When corals are stressed, they lose the symbiotic algae that live in their tissues, leading to a loss of color called bleaching. But not all the algae have to leave for the color to be lost; corals can bleach to different degrees, even if they look completely white. The GBR corals that have bleached but are still alive may either recover their algae and survive, or slowly degrade until they ultimately die.
“When you do a visual survey, you can see corals that are white, but it’s difficult to guess which will survive and which won’t,” explained Leggat. Scientists can get a better idea of how many will make it by measuring key indicators of health while the corals are recovering. One of those measures is the density of algae remaining in the coral tissues. “A normal, healthy coral will have about one million to two million algae per square centimeter,” Leggat said.

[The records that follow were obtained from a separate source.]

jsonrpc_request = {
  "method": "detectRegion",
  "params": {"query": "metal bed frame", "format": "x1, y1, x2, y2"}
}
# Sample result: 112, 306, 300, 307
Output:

On average, the scientists are finding 4,000 algae per square centimeter in the bleached corals—500 times less than healthy corals, and 50 times less than corals sampled during other bleaching events. “The scary thing is: we’ve never seen anything this bad,” Leggat told The Scientist. “Portions of the corals we’ve been looking at have absolutely none.” Even laboratory studies have not tested such low algal densities, he added. “We didn’t push corals this hard because we didn’t think we’d see it.”
Leggat said their results have “dire implications” with regard to recovery. “It’s the algae that provide the corals with energy,” he said. “If they haven’t got those algae, they’re probably going to die.” But just how dire remains to be seen. “All we can say is that they’re going to do a lot worse than anything we would have thought.”
The bleaching event is especially devastating because of its severity in the northern 700 km of the GBR—an area that, until now, was considered the nearly pristine. While the southern and central regions have declined over the last few decades, losing 50 percent of their corals in the last 30 years, the northern reefs have remained robust. But now, in just one season, the north may have caught up with the south in terms of coral degradation.
Scientists are uncertain how long it would take for the GBR to recover from this bleaching event, but they fear it’s longer than the corals will have. “We’re seeing 50- and 100-year-old corals that are dying,” said Hughes. “You can’t replace a 50-year-old coral in a decade.”